I’m not going to talk about the content of Michael’s lecture – that will be handled elsewhere, including on his own web site. The content was of course engaging and convincing.
Actually, I’m most impressed about his power to hold an audience. He started at six prompt. He spoke clearly and warmly, and kept us entertained as well as informed, continued for an hour and at no time did I ever feel that I’d had enough. Often I can listen to a lecture, find the content fascinating but be bored by the form – even at Salford where the seats are comfortable. This was not the case last night. When he stopped at seven, I wanted him to carry on. If anything, it was the questions which were tedious. Some were mere comments, confirming what he had said. Others were more affirmations of the questioner’s own beliefs. No one raised anything of note.

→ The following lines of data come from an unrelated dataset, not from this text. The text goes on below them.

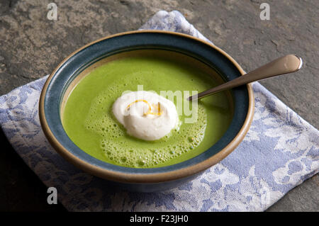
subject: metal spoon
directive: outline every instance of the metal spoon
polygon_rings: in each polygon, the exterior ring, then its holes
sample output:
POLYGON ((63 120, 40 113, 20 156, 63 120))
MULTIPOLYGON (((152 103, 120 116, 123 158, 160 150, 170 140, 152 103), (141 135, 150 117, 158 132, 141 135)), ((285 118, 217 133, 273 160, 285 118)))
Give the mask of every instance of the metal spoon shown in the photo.
POLYGON ((237 79, 199 93, 196 95, 189 96, 188 100, 194 101, 196 99, 199 99, 217 92, 245 85, 254 81, 284 74, 295 72, 300 69, 302 65, 303 60, 301 57, 297 57, 296 55, 289 55, 281 57, 250 72, 239 77, 237 79))

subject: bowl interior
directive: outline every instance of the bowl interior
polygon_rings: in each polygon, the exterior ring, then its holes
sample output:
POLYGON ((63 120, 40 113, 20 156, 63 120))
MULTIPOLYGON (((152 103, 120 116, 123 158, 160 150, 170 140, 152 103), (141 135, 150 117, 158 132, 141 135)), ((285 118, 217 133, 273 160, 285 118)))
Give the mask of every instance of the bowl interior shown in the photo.
POLYGON ((89 45, 67 58, 49 78, 44 96, 44 115, 55 140, 77 159, 108 171, 125 174, 157 174, 186 168, 213 157, 234 140, 242 128, 250 106, 246 86, 228 91, 233 118, 223 137, 203 153, 185 162, 164 167, 135 169, 97 159, 79 148, 69 138, 61 117, 74 87, 91 71, 108 62, 131 56, 161 55, 189 62, 222 83, 241 75, 239 69, 218 50, 186 35, 167 33, 133 33, 116 35, 89 45))

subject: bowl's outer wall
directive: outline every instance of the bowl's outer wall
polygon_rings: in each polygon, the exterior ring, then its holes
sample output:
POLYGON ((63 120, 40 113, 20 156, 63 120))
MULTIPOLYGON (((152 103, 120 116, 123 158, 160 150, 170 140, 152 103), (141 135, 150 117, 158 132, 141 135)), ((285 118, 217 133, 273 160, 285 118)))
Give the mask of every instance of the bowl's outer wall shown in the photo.
POLYGON ((152 191, 155 187, 160 189, 174 187, 225 157, 247 133, 252 120, 254 106, 250 85, 233 89, 234 116, 225 135, 208 150, 177 164, 133 169, 94 158, 76 146, 63 129, 60 108, 64 92, 81 71, 96 61, 123 51, 145 48, 169 50, 191 55, 213 67, 226 81, 244 73, 238 64, 223 50, 191 36, 153 30, 129 32, 89 44, 67 57, 49 77, 40 101, 43 131, 60 154, 86 171, 140 191, 147 190, 145 188, 147 185, 152 191))

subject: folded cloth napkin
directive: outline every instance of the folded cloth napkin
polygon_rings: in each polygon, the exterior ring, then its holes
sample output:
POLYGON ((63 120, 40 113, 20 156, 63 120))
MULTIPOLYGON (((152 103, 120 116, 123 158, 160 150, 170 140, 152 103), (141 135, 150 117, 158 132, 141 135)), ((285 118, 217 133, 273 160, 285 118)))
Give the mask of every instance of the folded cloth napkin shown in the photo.
MULTIPOLYGON (((157 12, 141 29, 207 40, 178 11, 157 12)), ((110 188, 69 164, 41 130, 38 101, 47 77, 0 97, 0 125, 11 144, 60 203, 72 211, 262 211, 319 169, 319 132, 259 83, 254 116, 239 147, 179 188, 139 193, 110 188)))

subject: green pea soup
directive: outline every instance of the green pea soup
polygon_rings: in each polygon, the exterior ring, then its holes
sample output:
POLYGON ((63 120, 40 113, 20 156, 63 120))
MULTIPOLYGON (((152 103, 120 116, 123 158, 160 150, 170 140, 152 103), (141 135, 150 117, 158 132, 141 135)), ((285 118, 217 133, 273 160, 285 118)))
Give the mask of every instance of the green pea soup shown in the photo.
POLYGON ((179 53, 145 52, 101 60, 85 70, 67 91, 61 113, 64 129, 75 145, 96 159, 134 168, 174 164, 207 150, 230 123, 233 103, 229 91, 206 97, 197 103, 186 103, 186 94, 221 83, 217 72, 179 53), (179 113, 179 126, 158 140, 128 135, 113 115, 112 106, 124 91, 141 87, 159 95, 163 91, 176 94, 172 101, 179 113), (181 94, 182 104, 178 102, 181 94))

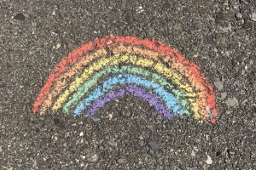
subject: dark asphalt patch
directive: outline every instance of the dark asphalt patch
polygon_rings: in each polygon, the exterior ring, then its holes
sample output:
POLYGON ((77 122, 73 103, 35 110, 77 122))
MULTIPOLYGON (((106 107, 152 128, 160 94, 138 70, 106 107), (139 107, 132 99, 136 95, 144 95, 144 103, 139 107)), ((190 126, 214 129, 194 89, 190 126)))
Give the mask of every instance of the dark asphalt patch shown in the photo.
POLYGON ((254 1, 0 4, 2 169, 255 168, 256 40, 249 17, 254 1), (14 19, 20 12, 25 20, 14 19), (97 113, 102 119, 90 124, 61 112, 32 115, 54 65, 80 44, 110 34, 156 37, 199 65, 212 83, 222 83, 223 89, 215 88, 216 123, 189 117, 163 122, 148 103, 129 96, 108 104, 97 113), (238 104, 227 105, 230 99, 238 104), (112 139, 117 148, 108 144, 112 139), (159 144, 157 150, 151 141, 159 144), (207 164, 208 156, 212 164, 207 164))

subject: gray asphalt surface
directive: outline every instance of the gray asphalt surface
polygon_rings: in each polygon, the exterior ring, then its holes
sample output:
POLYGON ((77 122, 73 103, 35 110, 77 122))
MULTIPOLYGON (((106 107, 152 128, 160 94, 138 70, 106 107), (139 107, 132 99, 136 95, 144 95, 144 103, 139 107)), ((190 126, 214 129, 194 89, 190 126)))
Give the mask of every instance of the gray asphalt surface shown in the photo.
POLYGON ((254 0, 1 0, 0 169, 255 169, 255 14, 254 0), (155 37, 200 65, 216 123, 163 123, 135 97, 98 112, 112 120, 33 115, 54 66, 111 34, 155 37))

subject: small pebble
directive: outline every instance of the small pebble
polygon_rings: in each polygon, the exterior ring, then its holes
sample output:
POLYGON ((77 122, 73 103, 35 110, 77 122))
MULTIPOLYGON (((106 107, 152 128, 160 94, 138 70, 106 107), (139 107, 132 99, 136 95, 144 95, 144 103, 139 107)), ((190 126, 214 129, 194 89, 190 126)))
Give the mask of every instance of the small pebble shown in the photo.
POLYGON ((69 132, 67 132, 67 133, 65 133, 65 138, 68 138, 69 136, 70 136, 69 132))
POLYGON ((191 152, 191 156, 195 156, 195 151, 194 151, 194 150, 192 150, 192 152, 191 152))
POLYGON ((252 21, 256 22, 256 13, 252 13, 251 14, 249 14, 249 16, 252 21))
POLYGON ((208 165, 212 164, 212 159, 210 157, 210 156, 207 156, 207 160, 206 161, 206 163, 208 165))
POLYGON ((109 145, 117 148, 117 142, 115 142, 113 139, 108 142, 109 145))
POLYGON ((148 144, 149 144, 151 149, 152 149, 154 151, 155 151, 155 150, 157 150, 159 149, 159 145, 158 145, 158 144, 157 144, 156 142, 152 141, 152 142, 148 142, 148 144))
POLYGON ((229 98, 226 101, 226 105, 228 106, 235 107, 238 105, 238 100, 235 97, 234 98, 229 98))
POLYGON ((248 20, 248 21, 243 23, 241 27, 244 29, 251 29, 251 28, 253 28, 253 26, 254 26, 254 24, 252 21, 248 20))
POLYGON ((235 153, 236 153, 234 149, 228 150, 228 152, 230 155, 235 155, 235 153))
POLYGON ((213 82, 214 86, 218 88, 218 90, 223 90, 223 82, 222 81, 216 81, 213 82))
POLYGON ((236 16, 236 18, 237 20, 241 20, 241 19, 242 19, 242 15, 239 12, 236 13, 235 16, 236 16))
POLYGON ((81 133, 79 133, 79 136, 84 136, 84 133, 81 132, 81 133))
POLYGON ((123 159, 123 158, 118 160, 119 164, 123 164, 123 163, 126 163, 126 162, 127 162, 125 161, 125 159, 123 159))
POLYGON ((14 19, 17 20, 25 20, 25 16, 22 13, 19 13, 18 14, 16 14, 14 19))
POLYGON ((92 155, 91 156, 89 156, 87 159, 88 162, 95 162, 97 160, 98 160, 98 156, 96 154, 92 155))

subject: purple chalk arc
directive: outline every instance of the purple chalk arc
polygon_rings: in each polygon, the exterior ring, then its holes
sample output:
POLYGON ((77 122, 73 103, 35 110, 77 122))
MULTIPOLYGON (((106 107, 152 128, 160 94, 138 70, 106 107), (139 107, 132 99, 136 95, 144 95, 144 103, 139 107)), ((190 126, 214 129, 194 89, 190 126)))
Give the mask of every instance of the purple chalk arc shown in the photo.
POLYGON ((103 98, 96 100, 87 110, 85 117, 94 115, 96 110, 103 107, 107 103, 118 97, 123 97, 125 94, 140 97, 148 101, 160 114, 164 116, 165 119, 169 120, 173 116, 171 110, 163 105, 161 102, 157 99, 157 96, 155 94, 152 94, 138 86, 129 85, 125 88, 121 88, 115 92, 110 92, 107 94, 103 98))

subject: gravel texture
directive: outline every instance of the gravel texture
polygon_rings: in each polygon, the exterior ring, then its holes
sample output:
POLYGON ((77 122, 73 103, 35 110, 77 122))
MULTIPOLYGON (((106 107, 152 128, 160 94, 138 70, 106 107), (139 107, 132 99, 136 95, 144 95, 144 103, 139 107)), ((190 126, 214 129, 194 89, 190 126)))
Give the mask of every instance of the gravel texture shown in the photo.
POLYGON ((254 0, 1 0, 0 169, 255 169, 255 13, 254 0), (155 37, 199 65, 216 123, 166 122, 131 96, 95 117, 32 115, 58 61, 110 34, 155 37))

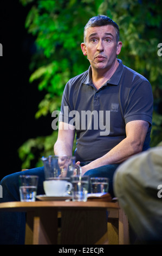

I felt a little overwhelmed. I’ve been in the same room as him several times and I’ve even been published in the same book. Would he remember that? Maybe. In the very first edition of Lines in the Sand, in which we both appear, Frances Lincoln managed to chop out the last third of my story. So that other writers would not believe me to be an idiot, Mary Hoffman, the editor, emailed the complete story to all the other writers and illustrators in the book. It’s probably, though, a case of I know him but he doesn’t know me. And of course he was the Children’s Laureate.
Yet it is unfair to him to be overwhelmed. He is human. He is pleasant. In addition he is focussed, he is charismatic and he communicates well. All good qualities for a Children’s Laureate?